At the Synod, the conservative Sydney diocese brought on a vote on a statement to affirm the church’s traditional position on marriage – a man and a woman only – and declare blessings of civil same-sex marriages within the church as “contrary to the teaching of Christ”.
However in November 2020, the Appellate Tribunal, the church’s highest court, disagreed in a ruling and permitted the blessings of same-sex marriages in Anglican churches.
This week’s vote at the General Synod easily passed through the houses of clergy and laity (unordained delegates).

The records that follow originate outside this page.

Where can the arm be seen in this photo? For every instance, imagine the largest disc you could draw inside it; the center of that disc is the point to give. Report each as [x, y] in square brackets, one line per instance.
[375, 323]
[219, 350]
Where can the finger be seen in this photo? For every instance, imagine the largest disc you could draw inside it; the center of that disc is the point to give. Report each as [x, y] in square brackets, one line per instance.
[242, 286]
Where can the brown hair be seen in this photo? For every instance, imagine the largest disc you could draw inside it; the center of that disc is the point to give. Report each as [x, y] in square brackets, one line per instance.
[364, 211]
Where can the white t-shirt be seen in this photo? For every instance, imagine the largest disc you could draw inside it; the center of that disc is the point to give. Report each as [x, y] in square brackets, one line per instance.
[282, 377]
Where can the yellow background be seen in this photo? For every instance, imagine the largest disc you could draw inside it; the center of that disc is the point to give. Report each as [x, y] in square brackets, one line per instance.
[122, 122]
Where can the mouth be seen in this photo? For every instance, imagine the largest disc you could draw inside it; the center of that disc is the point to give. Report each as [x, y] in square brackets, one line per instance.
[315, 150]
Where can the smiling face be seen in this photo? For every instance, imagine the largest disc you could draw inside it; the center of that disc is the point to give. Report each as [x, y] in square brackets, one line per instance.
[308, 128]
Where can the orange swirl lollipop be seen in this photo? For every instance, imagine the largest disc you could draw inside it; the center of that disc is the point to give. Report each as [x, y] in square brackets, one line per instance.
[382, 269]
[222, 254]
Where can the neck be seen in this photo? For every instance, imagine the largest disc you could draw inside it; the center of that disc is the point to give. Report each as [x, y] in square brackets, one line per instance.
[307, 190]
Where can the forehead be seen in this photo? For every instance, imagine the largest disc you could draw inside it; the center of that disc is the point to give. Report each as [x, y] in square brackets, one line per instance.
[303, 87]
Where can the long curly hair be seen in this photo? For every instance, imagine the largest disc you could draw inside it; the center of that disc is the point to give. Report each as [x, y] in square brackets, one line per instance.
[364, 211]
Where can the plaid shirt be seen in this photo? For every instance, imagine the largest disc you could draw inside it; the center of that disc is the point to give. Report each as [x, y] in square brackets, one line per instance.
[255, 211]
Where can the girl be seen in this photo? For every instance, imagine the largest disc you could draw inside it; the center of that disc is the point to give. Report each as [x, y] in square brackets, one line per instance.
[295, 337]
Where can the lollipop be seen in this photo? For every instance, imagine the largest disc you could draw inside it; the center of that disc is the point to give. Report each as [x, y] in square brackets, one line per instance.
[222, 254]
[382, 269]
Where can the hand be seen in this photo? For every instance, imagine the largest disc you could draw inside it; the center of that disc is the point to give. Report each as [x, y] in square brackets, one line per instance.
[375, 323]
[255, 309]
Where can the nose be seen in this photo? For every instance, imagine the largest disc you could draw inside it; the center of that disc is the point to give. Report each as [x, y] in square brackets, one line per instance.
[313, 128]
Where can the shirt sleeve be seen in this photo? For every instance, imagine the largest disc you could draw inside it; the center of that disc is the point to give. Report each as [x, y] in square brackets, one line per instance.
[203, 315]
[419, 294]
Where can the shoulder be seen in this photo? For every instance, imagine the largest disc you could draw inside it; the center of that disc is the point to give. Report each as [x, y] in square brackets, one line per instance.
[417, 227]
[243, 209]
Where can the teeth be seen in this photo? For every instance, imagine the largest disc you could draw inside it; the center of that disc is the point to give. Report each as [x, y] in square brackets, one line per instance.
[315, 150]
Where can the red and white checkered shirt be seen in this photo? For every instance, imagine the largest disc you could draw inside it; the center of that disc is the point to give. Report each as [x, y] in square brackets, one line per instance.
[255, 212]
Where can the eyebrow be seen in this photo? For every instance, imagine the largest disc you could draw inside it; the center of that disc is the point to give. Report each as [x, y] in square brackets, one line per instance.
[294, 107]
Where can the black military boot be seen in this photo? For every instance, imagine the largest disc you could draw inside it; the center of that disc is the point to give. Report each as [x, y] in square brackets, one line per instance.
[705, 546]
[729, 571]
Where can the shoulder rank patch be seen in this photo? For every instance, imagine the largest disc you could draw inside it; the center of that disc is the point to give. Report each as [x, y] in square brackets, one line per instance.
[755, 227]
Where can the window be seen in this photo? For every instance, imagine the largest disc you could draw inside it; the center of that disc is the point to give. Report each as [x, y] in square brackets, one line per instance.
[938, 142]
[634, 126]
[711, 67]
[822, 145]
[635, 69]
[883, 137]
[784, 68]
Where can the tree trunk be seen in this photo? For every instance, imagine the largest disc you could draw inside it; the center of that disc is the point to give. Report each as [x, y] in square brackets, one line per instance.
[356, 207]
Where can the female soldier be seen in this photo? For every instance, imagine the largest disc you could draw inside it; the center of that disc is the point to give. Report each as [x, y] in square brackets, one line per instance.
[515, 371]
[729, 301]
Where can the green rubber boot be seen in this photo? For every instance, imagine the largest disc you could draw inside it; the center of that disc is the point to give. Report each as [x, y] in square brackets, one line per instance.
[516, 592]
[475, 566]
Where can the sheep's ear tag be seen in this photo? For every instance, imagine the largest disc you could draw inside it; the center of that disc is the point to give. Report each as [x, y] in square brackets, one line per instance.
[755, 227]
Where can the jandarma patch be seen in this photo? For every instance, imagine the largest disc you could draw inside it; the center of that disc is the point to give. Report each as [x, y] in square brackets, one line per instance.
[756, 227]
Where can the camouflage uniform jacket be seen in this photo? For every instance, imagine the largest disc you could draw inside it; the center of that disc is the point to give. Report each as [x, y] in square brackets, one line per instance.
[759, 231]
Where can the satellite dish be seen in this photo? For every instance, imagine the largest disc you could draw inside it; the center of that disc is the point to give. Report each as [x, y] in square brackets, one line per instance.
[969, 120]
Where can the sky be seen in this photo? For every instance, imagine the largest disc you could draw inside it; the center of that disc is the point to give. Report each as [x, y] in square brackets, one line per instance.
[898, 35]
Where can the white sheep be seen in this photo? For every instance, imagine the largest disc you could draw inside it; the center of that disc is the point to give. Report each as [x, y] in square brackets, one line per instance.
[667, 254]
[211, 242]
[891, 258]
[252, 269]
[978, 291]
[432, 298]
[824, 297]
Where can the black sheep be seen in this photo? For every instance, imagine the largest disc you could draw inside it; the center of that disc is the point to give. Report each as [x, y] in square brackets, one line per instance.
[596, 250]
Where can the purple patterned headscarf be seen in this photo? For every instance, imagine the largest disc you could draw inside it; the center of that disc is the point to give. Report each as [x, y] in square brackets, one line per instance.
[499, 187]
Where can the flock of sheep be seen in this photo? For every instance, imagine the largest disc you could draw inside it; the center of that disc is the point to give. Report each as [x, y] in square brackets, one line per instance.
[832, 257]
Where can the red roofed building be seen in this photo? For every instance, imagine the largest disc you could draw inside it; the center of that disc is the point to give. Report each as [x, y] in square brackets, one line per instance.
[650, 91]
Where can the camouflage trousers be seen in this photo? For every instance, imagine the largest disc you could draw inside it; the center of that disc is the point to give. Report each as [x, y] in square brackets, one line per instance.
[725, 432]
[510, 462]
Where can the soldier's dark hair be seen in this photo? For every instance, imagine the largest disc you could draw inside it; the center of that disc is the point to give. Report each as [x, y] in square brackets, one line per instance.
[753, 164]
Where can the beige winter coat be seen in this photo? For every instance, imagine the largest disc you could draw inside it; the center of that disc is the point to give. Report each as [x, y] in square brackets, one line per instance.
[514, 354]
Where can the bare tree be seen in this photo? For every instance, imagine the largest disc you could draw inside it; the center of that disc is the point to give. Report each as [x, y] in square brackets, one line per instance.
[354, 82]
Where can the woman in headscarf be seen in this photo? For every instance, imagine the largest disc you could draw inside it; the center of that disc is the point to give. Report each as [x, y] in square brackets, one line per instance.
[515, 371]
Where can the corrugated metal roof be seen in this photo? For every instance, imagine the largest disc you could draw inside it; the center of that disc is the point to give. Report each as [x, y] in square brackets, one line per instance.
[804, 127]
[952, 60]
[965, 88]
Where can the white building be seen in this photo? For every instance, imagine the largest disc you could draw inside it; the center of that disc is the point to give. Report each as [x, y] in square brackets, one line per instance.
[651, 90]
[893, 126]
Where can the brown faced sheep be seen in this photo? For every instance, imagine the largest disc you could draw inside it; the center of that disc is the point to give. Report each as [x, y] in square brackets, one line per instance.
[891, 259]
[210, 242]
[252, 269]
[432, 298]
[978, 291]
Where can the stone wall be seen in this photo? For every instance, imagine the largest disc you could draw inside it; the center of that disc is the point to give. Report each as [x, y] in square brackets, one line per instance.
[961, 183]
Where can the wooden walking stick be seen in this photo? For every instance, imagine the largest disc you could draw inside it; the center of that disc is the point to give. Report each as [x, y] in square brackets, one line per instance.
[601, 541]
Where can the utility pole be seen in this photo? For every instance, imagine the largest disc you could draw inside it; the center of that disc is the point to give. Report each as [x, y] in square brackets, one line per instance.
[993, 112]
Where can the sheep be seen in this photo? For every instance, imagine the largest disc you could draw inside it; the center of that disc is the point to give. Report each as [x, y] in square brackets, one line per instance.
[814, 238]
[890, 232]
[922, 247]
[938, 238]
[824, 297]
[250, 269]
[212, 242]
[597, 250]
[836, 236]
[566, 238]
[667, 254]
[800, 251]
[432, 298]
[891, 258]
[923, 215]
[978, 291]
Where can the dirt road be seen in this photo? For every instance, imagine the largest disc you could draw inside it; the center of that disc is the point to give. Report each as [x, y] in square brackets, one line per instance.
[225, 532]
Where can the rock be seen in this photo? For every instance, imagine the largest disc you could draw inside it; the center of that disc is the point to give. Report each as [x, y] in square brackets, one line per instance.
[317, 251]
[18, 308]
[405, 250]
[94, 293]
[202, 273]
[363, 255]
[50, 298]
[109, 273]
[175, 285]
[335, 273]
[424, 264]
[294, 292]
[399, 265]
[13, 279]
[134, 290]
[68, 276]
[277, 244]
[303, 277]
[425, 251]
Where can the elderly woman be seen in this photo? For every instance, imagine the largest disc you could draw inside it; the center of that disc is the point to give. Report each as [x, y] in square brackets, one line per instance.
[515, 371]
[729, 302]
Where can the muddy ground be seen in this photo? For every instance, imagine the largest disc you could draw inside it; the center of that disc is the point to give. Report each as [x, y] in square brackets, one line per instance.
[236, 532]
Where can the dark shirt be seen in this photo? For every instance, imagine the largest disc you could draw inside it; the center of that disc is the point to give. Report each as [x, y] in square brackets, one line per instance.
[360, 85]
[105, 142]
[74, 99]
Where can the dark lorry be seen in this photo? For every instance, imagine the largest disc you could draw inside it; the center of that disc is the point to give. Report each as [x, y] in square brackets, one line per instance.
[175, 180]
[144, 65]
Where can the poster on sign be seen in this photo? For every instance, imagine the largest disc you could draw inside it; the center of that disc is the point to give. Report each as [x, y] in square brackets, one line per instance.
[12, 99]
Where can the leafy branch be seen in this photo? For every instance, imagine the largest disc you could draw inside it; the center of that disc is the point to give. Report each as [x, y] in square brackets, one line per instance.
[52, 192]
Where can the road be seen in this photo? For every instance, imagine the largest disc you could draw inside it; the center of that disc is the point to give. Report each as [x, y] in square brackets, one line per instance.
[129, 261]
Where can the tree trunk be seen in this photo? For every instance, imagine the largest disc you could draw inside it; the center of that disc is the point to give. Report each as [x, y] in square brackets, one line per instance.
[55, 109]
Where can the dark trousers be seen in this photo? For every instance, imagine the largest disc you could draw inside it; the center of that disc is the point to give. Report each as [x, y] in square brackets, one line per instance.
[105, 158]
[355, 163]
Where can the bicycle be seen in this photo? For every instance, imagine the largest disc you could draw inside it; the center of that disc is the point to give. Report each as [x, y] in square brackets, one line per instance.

However the Anglican bishops voted against the statement by 12 votes to 10. It needed to pass through all three houses to be successful.
Bishop of Tasmania Richard Condie explained as the result was announced, “many people were visibly shocked.”
“There were tears and confusion in the room. Synod business was adjourned to allow people to process the decision,” he said in a statement.
“Twelve bishops failing to uphold this church’s view of marriage – repeatedly affirmed by the General Synod – is deeply lamentable.
“A number of the orthodox bishops are concerned about the implications for our common life and work in the days ahead.”
Gay couple allegedly told to ‘end marriage and live as friends’
Progressive Anglicans want the church blessings for gay Anglicans who wed. They argue for the church to deny them leaves the church out of step of mainstream culture.
One Melbourne vicar told the Synod it was “deeply painful” for him to tell gay siblings “the church I serve doesn’t recognise the blessing of God in their relationships”.
But conservatives, particularly the Sydney Anglican diocese, strongly oppose both same-sex marriage and blessing the marriages in the church.
In one regional New South Wales Anglican Church, a married gay man was allegedly driven out of his job and told to “end his marriage” and live with his husband “as friends”.
A third of that congregation left in outrage at the time. Earlier this year the man lodged a complaint with the NSW Anti-Discrimination Board.
Anglican Archbishop says vote could splinter church
At the General Synod this week, Sydney Archbishop Kanishka Raffel (pictured above) said the contentious same-sex marriage vote could splinter the church.
He said the statement was “unremarkable” and its failure to pass signalled something was “fundamentally awry”.
He said the bishops’ vote puts the church in a “perilous position”. It’s the same “tipping point” that splintered Anglican churches in the US, Britain, Canada, Brazil and New Zealand, he said.
“Over the last 20 years or so… people have lost confidence in the goodness and trustworthiness of God’s word as expressed in Anglican liturgy and practice for 500 years,” he said.
“Those churches have fractured. We don’t want that. But we know what has happened in many countries.”
Meanwhile, Anglican school principals are angry at the Sydney Anglican diocese for requiring principals and others to sign a document affirming their belief that marriage is between a man and a woman.